In the absolute best-case scenario, the purpose and intent of creating a diagnosis is simply to create a semantic container around a collection of observations. It’s meant, hopefully, to inform the “proper” treatment for whatever is causing your distress. Psychology and Psychiatry set out to establish the same set of criteria for psychological distress and dysfunction. We have a manual for these diagnoses called the Diagnostic and Statistical Manual. It has been rewritten and reorganized several times since inception. It is the culmination and collective work of lots of really smart people who want to identify kind, clear, and compassionate ways of understanding human experience, and to help people suffer less and / or live well. It ought to suggest and inform a course of treatment which might help or improve the condition. It might also identify individuals who simply cannot and should not be expected to live up to the same set of “standards” we might apply to those we identify as “normal.” Unfortunately, this often goes poorly in psychology and psychiatry.
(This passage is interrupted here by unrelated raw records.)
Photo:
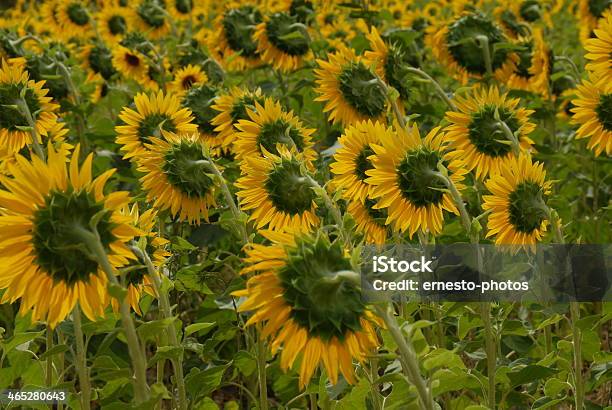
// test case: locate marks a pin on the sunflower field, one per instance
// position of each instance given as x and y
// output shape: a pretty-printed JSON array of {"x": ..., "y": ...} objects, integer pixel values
[{"x": 187, "y": 188}]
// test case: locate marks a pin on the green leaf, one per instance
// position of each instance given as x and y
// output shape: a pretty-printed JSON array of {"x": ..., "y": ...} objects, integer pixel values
[
  {"x": 19, "y": 339},
  {"x": 203, "y": 382},
  {"x": 57, "y": 349},
  {"x": 442, "y": 358},
  {"x": 197, "y": 327},
  {"x": 530, "y": 374},
  {"x": 151, "y": 330},
  {"x": 245, "y": 362},
  {"x": 166, "y": 353}
]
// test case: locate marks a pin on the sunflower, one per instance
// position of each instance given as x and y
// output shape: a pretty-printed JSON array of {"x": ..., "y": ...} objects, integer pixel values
[
  {"x": 14, "y": 84},
  {"x": 370, "y": 221},
  {"x": 154, "y": 114},
  {"x": 349, "y": 89},
  {"x": 130, "y": 63},
  {"x": 295, "y": 293},
  {"x": 186, "y": 9},
  {"x": 232, "y": 108},
  {"x": 593, "y": 111},
  {"x": 273, "y": 47},
  {"x": 589, "y": 12},
  {"x": 187, "y": 77},
  {"x": 475, "y": 130},
  {"x": 137, "y": 278},
  {"x": 456, "y": 45},
  {"x": 232, "y": 39},
  {"x": 113, "y": 23},
  {"x": 43, "y": 261},
  {"x": 518, "y": 211},
  {"x": 599, "y": 50},
  {"x": 73, "y": 19},
  {"x": 176, "y": 177},
  {"x": 354, "y": 158},
  {"x": 277, "y": 191},
  {"x": 268, "y": 125},
  {"x": 405, "y": 180},
  {"x": 152, "y": 18},
  {"x": 532, "y": 71}
]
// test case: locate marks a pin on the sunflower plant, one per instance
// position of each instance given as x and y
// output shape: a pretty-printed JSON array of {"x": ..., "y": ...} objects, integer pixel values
[{"x": 192, "y": 194}]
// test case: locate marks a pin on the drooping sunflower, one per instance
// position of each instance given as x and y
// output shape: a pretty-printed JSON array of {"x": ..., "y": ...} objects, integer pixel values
[
  {"x": 589, "y": 12},
  {"x": 15, "y": 83},
  {"x": 349, "y": 89},
  {"x": 152, "y": 18},
  {"x": 277, "y": 192},
  {"x": 176, "y": 177},
  {"x": 187, "y": 77},
  {"x": 532, "y": 71},
  {"x": 232, "y": 108},
  {"x": 282, "y": 42},
  {"x": 137, "y": 278},
  {"x": 267, "y": 126},
  {"x": 599, "y": 50},
  {"x": 593, "y": 112},
  {"x": 370, "y": 221},
  {"x": 113, "y": 23},
  {"x": 476, "y": 131},
  {"x": 353, "y": 158},
  {"x": 73, "y": 19},
  {"x": 154, "y": 114},
  {"x": 458, "y": 46},
  {"x": 187, "y": 9},
  {"x": 295, "y": 294},
  {"x": 42, "y": 259},
  {"x": 232, "y": 39},
  {"x": 130, "y": 63},
  {"x": 406, "y": 182},
  {"x": 517, "y": 202}
]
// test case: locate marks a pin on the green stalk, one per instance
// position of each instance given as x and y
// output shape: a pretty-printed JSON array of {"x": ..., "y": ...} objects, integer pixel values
[
  {"x": 483, "y": 43},
  {"x": 261, "y": 373},
  {"x": 229, "y": 198},
  {"x": 164, "y": 304},
  {"x": 141, "y": 389},
  {"x": 577, "y": 344},
  {"x": 81, "y": 361},
  {"x": 409, "y": 358},
  {"x": 439, "y": 90},
  {"x": 25, "y": 110}
]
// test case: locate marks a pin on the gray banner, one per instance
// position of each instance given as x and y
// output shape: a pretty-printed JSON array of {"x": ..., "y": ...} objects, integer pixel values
[{"x": 470, "y": 273}]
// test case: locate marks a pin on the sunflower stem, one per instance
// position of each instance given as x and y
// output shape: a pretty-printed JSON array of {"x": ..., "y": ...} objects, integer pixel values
[
  {"x": 166, "y": 310},
  {"x": 483, "y": 43},
  {"x": 81, "y": 360},
  {"x": 48, "y": 347},
  {"x": 577, "y": 345},
  {"x": 261, "y": 373},
  {"x": 77, "y": 101},
  {"x": 409, "y": 358},
  {"x": 516, "y": 146},
  {"x": 229, "y": 198},
  {"x": 333, "y": 209},
  {"x": 25, "y": 110},
  {"x": 439, "y": 90},
  {"x": 141, "y": 389}
]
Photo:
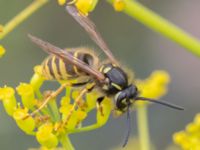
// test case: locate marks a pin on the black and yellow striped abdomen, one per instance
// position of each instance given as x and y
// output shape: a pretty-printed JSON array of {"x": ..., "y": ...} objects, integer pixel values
[{"x": 55, "y": 68}]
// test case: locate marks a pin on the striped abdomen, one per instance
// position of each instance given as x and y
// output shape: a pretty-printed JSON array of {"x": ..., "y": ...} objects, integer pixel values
[{"x": 59, "y": 69}]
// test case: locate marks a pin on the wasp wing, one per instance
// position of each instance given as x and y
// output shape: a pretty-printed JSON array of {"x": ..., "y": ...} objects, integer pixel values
[
  {"x": 91, "y": 29},
  {"x": 51, "y": 49}
]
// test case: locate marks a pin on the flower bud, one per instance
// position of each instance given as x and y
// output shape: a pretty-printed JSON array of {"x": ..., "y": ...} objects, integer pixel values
[
  {"x": 46, "y": 137},
  {"x": 7, "y": 95},
  {"x": 25, "y": 124},
  {"x": 119, "y": 5},
  {"x": 86, "y": 6}
]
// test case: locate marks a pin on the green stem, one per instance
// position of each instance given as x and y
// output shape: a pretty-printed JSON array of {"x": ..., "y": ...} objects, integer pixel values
[
  {"x": 66, "y": 143},
  {"x": 142, "y": 121},
  {"x": 35, "y": 5},
  {"x": 155, "y": 22}
]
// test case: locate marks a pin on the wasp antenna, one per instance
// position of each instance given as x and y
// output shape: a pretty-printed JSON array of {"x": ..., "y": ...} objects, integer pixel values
[
  {"x": 127, "y": 135},
  {"x": 160, "y": 102}
]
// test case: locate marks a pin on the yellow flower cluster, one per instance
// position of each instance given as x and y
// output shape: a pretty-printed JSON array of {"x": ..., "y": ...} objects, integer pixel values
[
  {"x": 49, "y": 125},
  {"x": 119, "y": 5},
  {"x": 154, "y": 86},
  {"x": 190, "y": 138},
  {"x": 84, "y": 6}
]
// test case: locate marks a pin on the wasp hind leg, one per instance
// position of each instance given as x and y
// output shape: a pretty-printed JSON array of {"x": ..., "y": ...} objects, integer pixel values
[
  {"x": 77, "y": 101},
  {"x": 102, "y": 118},
  {"x": 48, "y": 98}
]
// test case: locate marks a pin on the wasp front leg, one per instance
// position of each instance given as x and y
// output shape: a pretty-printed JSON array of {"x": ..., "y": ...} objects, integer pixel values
[{"x": 104, "y": 107}]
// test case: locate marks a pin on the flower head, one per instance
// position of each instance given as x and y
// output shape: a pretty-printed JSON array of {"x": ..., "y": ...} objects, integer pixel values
[
  {"x": 119, "y": 5},
  {"x": 46, "y": 137},
  {"x": 85, "y": 6},
  {"x": 28, "y": 124}
]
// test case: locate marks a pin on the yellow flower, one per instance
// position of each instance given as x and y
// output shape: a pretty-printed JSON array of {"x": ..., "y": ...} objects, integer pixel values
[
  {"x": 27, "y": 95},
  {"x": 107, "y": 107},
  {"x": 119, "y": 5},
  {"x": 85, "y": 6},
  {"x": 2, "y": 51},
  {"x": 7, "y": 95},
  {"x": 61, "y": 2},
  {"x": 189, "y": 139},
  {"x": 46, "y": 137},
  {"x": 28, "y": 124}
]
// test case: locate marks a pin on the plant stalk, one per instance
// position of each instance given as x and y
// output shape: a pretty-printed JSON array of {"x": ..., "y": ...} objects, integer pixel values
[
  {"x": 142, "y": 120},
  {"x": 155, "y": 22}
]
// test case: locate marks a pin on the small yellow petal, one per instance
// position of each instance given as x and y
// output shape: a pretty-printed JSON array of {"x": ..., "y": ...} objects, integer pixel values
[
  {"x": 61, "y": 2},
  {"x": 106, "y": 110},
  {"x": 7, "y": 95},
  {"x": 2, "y": 51},
  {"x": 46, "y": 137},
  {"x": 28, "y": 124},
  {"x": 119, "y": 5},
  {"x": 86, "y": 6}
]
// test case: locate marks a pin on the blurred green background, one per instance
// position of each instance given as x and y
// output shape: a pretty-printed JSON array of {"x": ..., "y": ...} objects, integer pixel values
[{"x": 133, "y": 44}]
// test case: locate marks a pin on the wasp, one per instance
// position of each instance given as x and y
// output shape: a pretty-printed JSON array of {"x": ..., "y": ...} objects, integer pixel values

As an example, you might consider that at one time there was a diagnosis in the DSM-IV-TR called Mental Retardation. It was meant to describe individuals in childhood who, for various reasons, struggled with intellectual delay and difficulty — thus the term “retardation.” Psychologists got together after years of IQ testing and realized that a subset of children fell well below what we would statistically define as the “normal” population in terms of academic and intellectual ability relative to peers of the same age. From that you would ostensibly provide additional academic and social support as well as specific skills building within reasonable expectations. The term “retardation” was NEVER meant to hold the pejorative and insulting connotation that it carries today. Alas, here we are. Within the collective consciousness, a strange but somewhat predictable alchemy transmutes the kindness and clarity of a psychiatric diagnosis into the insufferable cruelty of the word “retard.” This doesn’t happen nearly as often or as powerfully in other medical disciplines with other more “medical” diagnoses.
In what can only be described as a giant “whoops” moment, psychiatry backpedaled hard. After some semantic grappling and reorganizing, we now have things like “intellectual disability,” “dyslexia,” “ADHD,” and “autism” — and yet again, the alchemy is hard at work transmuting all of the above into an unintended but stigmatized, belittling, and insulting form. Ever heard anyone say: “He’s got a touch of the ‘tism…”? Here we go again…
From my perspective, the application of a diagnosis to psychological development or experience suffers the most as soon as it arrives in the collective and common consciousness of those it’s meant to help. My hope, if we are to use a diagnosis in our work, is to be really careful with how we decide to name your struggle.